La place des victimes dans le processus de la justice ?

Mise en ligne : 27 décembre 2006

Dernière modification : 17 décembre 2007

Texte de l'article :

Céder la place à l’émotion est facile, mais dangereux, dans un processus avant tout basé sur la raison. La justice doit être rendue avec sérénité, loin de tout chantage émotionnel que pourraient exercer les victimes. La justice ne met pas en balance la souffrance des victimes avec la dureté de la peine qu’elle inflige. Elle met en balance l’acte commis et l’infraction à la loi qu’il constitue, avec la personnalité de l’auteur de l’infraction, son parcours personnel, les circonstances de l’acte. Il ne s’agit pas de prononcer une sanction qui entraînerait pour la personne condamnée une souffrance qui se voudrait équivalente à celle subie par la victime ; cela reviendrait à faire de la justice un synonyme de vengeance. Le ministère public requiert une peine en tant qu’il représente la société et ses lois. La partie civile n’a pas vocation à s’exprimer sur cette question, elle intervient pour la réparation des éventuels dommages, réparation qui n’est en aucun cas confondue avec la peine.
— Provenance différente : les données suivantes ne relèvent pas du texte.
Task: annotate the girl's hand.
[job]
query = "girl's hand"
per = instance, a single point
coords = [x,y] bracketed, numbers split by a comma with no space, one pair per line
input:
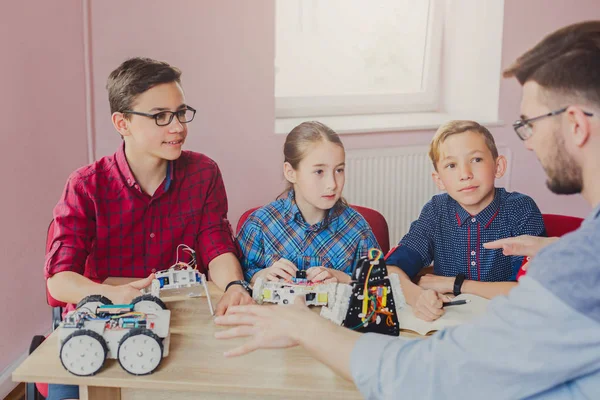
[281,269]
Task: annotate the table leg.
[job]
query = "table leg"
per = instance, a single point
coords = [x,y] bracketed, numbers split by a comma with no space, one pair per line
[99,393]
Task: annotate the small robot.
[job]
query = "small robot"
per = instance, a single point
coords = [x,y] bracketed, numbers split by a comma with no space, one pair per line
[316,294]
[182,275]
[376,297]
[136,334]
[332,297]
[370,303]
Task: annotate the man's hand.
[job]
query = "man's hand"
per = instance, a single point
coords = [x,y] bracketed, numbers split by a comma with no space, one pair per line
[428,305]
[123,294]
[234,296]
[441,284]
[524,245]
[269,327]
[281,269]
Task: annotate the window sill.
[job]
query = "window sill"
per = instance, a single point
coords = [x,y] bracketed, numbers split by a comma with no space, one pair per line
[349,124]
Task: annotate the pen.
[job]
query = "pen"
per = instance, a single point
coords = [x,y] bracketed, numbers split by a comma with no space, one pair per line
[455,303]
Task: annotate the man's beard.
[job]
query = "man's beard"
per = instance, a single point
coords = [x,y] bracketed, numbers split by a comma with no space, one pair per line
[564,173]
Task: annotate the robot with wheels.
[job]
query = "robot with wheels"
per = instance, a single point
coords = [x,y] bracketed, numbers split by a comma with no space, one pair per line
[137,334]
[182,275]
[370,303]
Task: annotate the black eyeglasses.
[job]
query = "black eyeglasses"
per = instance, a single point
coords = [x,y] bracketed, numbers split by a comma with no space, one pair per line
[164,118]
[523,126]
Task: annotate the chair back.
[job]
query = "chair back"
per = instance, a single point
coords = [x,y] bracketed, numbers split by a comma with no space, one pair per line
[52,302]
[556,226]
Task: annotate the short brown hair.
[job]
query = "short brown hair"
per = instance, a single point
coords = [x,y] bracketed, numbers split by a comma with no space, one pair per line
[133,77]
[566,61]
[454,128]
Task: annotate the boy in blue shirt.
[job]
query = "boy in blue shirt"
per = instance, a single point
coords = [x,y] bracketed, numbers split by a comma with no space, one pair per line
[453,226]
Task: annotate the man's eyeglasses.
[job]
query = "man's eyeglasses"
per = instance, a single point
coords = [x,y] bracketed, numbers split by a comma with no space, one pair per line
[164,118]
[523,126]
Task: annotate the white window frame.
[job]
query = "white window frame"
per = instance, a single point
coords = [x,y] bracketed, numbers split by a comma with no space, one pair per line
[464,79]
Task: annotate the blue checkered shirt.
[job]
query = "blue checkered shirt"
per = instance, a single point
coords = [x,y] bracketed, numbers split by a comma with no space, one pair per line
[278,230]
[447,235]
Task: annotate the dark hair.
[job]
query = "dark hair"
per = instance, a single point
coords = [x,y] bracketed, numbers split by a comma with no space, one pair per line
[566,62]
[134,77]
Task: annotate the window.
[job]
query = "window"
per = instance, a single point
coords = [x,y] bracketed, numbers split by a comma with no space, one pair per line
[390,65]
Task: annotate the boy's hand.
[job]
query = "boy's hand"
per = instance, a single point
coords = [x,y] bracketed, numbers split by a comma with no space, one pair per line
[123,294]
[280,269]
[234,296]
[524,245]
[429,305]
[441,284]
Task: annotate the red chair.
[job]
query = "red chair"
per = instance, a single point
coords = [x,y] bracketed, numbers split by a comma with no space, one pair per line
[556,226]
[35,391]
[374,219]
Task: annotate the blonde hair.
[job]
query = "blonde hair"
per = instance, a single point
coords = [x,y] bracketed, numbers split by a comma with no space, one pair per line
[455,127]
[299,141]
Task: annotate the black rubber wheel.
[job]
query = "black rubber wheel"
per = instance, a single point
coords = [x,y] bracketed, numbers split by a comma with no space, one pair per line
[150,353]
[72,362]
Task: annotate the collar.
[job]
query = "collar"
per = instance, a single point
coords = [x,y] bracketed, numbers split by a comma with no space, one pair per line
[485,216]
[129,179]
[293,212]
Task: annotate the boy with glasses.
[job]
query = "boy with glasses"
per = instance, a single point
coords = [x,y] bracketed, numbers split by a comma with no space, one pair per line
[125,214]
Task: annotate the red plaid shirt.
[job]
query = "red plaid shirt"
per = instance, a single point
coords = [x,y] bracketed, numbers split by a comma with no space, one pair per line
[106,226]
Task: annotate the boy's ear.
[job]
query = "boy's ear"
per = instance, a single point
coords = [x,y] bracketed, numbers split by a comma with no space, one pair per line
[289,172]
[501,165]
[120,123]
[438,181]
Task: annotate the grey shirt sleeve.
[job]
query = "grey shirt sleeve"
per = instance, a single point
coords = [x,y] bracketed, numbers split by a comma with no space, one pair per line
[529,343]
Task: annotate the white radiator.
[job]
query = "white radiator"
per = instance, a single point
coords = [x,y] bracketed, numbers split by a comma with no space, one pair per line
[396,182]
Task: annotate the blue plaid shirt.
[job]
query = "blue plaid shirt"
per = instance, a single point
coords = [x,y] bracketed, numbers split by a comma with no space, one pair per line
[448,235]
[278,230]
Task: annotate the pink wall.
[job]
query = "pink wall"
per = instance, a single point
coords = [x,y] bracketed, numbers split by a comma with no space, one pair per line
[42,111]
[225,50]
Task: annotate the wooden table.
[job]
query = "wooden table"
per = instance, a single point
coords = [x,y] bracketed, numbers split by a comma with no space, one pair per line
[196,367]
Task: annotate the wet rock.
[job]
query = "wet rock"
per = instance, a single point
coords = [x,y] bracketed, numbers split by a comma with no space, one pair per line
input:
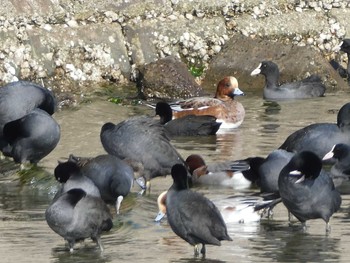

Que penser de la place des victimes dans le processus de la libération conditionnelle ? La situation, issue de la loi du 9 mars 2004, portant adaptation de la justice aux évolutions de la criminalité est la suivante : un avis écrit est demandé par le juge de l’application des peines à la victime. Que penser du fait que la souffrance des victimes soit sans cesse mise en avant pour tenter de justifier des peines de plus en plus longues et des mesures de sûreté de plus en plus contraignantes ? La loi du 12 décembre 2005, relative au traitement de la récidive des infractions pénales, dans son article 4, pose le principe suivant : "La nature, le quantum et le régime des peines prononcées sont fixés de manière à concilier la protection effective de la société, la sanction du condamné et les intérêts de la victime avec la nécessité de favoriser l’insertion ou la réinsertion du condamné et de prévenir la commission de nouvelles infractions". Progressivement, la place accordée aux victimes est de plus en plus grande. Plus récemment, Jean-Paul Garraud, dans son rapport remis au premier ministre le 18 octobre 2006, préconise la création de centres fermés de protection sociale où les personnes considérées comme "dangereuses" pourraient être enfermées à vie. Or, la commission pluridisciplinaire d’évaluation de la dangerosité compterait parmi ses membres un représentant d’une association nationale d’aide aux victimes...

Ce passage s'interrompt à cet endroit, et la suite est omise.